Wednesday, October 31, 2007

its hard to explain

I dunno, its hard to explain. You are in this foreign country, where everything looks different than what you expect, so that’s disorienting, and people are speaking in a language that you don’t know, and that’s alienating, and then you cant read any signs anywhere unless they have pictures, and all of a sudden you understand how isolated you are without language. And you walk around with the constant sound of unintelligible speech in your ears and your senses reach for anything you could possibly understand, and it’s exhausting.

But then you start to notice visual things on a different level and you glean information by body language and context and you get really good at charades and sound effects because how else do you impart meaning? I explained to my English students in China why I had missed 3 weeks of class by pantomiming (with noises) my appendectomy.

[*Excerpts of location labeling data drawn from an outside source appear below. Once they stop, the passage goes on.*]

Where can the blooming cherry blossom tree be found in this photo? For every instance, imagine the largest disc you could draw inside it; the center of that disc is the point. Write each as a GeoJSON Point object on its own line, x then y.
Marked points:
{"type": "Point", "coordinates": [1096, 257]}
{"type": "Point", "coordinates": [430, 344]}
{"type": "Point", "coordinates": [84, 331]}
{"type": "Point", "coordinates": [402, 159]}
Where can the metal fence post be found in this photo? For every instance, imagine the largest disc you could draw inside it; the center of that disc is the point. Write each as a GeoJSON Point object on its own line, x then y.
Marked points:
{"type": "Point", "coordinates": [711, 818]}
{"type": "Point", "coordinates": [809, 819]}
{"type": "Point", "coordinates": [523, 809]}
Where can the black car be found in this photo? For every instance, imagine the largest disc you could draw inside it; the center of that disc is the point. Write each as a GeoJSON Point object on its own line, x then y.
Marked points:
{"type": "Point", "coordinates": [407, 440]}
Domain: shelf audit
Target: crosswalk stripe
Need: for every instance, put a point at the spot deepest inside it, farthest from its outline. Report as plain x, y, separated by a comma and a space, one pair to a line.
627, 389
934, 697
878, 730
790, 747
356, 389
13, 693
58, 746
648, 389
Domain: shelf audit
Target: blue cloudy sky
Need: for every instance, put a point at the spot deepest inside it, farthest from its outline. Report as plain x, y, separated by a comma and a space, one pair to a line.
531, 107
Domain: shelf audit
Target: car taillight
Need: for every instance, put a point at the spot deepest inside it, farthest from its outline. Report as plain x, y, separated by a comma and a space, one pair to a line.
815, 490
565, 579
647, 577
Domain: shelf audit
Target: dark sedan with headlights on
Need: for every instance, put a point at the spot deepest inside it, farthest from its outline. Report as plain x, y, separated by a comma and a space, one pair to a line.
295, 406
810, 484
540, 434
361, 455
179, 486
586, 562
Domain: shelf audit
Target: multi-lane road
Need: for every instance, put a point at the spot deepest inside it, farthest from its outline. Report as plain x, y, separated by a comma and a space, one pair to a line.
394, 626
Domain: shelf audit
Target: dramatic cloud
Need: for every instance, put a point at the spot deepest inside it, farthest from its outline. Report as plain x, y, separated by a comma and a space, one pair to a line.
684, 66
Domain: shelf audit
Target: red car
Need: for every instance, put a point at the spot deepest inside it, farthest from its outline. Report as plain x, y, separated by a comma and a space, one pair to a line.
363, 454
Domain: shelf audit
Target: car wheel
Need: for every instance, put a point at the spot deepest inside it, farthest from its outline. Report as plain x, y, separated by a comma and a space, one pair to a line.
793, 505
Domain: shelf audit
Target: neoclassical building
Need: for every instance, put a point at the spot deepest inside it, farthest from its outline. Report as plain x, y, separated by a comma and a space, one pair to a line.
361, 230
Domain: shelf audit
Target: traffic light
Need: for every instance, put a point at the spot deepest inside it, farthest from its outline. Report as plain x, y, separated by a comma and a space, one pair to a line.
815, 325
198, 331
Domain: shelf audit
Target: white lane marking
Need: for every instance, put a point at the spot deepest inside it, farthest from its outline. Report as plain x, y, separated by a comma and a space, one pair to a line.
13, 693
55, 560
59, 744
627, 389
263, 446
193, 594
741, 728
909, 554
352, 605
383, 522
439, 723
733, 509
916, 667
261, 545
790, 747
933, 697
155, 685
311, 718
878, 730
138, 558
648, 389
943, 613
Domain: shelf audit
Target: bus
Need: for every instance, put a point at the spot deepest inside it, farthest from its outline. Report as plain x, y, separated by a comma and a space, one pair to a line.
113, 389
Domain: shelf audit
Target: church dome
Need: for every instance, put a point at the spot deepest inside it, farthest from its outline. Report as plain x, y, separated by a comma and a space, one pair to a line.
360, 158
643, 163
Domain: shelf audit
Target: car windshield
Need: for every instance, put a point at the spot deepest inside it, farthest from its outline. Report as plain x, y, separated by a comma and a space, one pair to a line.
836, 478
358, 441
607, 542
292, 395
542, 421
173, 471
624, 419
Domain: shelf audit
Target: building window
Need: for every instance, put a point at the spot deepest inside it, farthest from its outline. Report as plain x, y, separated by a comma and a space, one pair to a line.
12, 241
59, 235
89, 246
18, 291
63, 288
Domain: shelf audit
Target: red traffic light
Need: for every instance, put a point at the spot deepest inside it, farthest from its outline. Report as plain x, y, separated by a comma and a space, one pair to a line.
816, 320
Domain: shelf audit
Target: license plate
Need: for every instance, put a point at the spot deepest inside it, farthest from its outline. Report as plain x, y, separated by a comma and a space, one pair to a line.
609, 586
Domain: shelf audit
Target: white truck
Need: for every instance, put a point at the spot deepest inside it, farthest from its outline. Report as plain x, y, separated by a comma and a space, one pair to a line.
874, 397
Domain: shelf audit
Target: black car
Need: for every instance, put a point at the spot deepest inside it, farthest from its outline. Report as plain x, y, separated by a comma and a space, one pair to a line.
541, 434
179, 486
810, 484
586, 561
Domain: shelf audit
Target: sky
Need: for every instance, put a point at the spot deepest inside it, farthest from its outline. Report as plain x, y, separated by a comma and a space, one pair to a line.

They found it kind of hilarious and kind of vulgar, but who knows the word for appendectomy in a foreign language?

So, you get good at describing complicated things in the few simple words they know, you get good at completing unfinished sentences and deciphering imprecise meanings. You get really good at phrasing English in the word order of that country’s language. You lose the possibility of nuance and tact. You don’t understand what is unspoken, since you are barely catching what is spoken.

And as a last resort, you use the phrases in their textbook because you know they memorized them exactly like that, assuming that’s how people actually speak.

Hello. Hello, how are you? Fine, and you? Fine, thank you.

But then, wonder of wonders, language actually works for communication.

I’m sitting on a bench on campus of the Chinese middle school where I live and work, thinking about my lesson plan for the afternoon.

Enter Sam: about 11yrs old, really energetic and likeable, always in a good mood, sharp when he’s paying attention. He’s trotting past me and when I look up, he stops. He makes a tiny bow and says “Hello, Rachel.” I smile at his formality, his respect for his teacher and out of both delight and politeness, I say “hello, sam. How are you?” he responds as he has been taught, “fine, and you?” at which point I realize we are acting out a lesson from class and I never bothered to learn my lines. So I say, “fine, thank you.” And he nods. Successful transaction. I nod, he skips away.

This exact scene plays out about once a week for the rest of the semester. We both enjoy it and sometimes we even spice it up with new vocabulary from class, and sometimes we just ask each other how we are. And we are doing fine. And we feel that legitimately, and want to know it sincerely, and at some point I realize it doesn’t matter what we say, but that we have a moment of connection, and I am grateful to same and his script. It’s the one thing I know for sure will work.